Anyway, long story short, the yellow wallpaper in the room becomes a focus for her and she begins to see images of another woman, and herself, inside the paper. Her psychosis deepens to the point where she sees "creeping" women not just in the wallpaper, but outside and eventually her psychosis takes over and she becomes the creeping woman in the wallpaper.
What I find most arresting in this story is not Perkins' description of her heroine's mental illness (yes, I'm going to call her a heroine), although this is done convincingly well, but the little hints throughout the text that point to external reasons for her experiencing this breakdown, as opposed to any internal or inherently female causes (notably that of female hysteria).
Like many women of the time, our heroine is defined by her sex, her role as a wife and as a mother. She is not named at all. Not once (unless I'm mistaken. Which I might be. Stranger things have happened as Mr Darcy will tell you...). Mention is made of her baby son, but we never see her with her baby. She has been deemed too ill to look after him. Neither does she seem to fulfill her role as a wife - she is a poor hostess and barely spends any time with her husband who is away most of the time. When he is with her he treats her like a child, not an equal, and certainly not a sexual, partner. Instead she is in the charge of "Jennie" who acts as housemaid, nurse and eventually, effectively, jailor, whom she distrusts.

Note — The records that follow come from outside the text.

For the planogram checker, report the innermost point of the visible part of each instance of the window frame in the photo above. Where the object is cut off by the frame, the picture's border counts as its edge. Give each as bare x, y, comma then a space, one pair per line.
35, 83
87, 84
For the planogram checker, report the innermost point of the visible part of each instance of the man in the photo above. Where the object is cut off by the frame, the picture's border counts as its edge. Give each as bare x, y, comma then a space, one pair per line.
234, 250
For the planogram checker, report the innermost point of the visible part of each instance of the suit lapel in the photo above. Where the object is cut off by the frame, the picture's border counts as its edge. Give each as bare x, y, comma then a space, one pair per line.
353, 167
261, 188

Her one passion is writing and this is strictly prohibited for the sake of her health. She writes in secret when her husband and Jennie aren't looking. But this passion begins to dull as her psychosis (and the slow-drip of the drugs) kicks in.
So here is a woman who has had her liberties and rights taken away from her. And all under the guise of treatment for her hysteria.
What Perkins does so well in this short piece of writing is to get inside the mind of a woman struggling with the everyday pressures of 19th century life. We are all products of our environment (discuss!) and our heroine's fateful lapse into mental illness is perhaps inevitable given not only the way she is treated, but the expectations that are made of her - expectations of which she is fully aware and which become therefore self-fulfilling.
In presenting the situation thus, Gilman shows us that society is at fault here. She is very consciously subverting the accepted social norm in an implicit, rather than explicit way. As modern readers of this text, understanding the sociohistorical context, we can appreciate her courage and skill as an author in addressing this horror (for this is what the treatment of the protagonist amounts to).
Read up on Gilman, she's an interesting 19th century author. She was herself subjected to "rest cure", forbidden to work, kept to a domestic/docile* (delete as applicable) routine and wrote The Yellow Wallpaper as a reaction to this.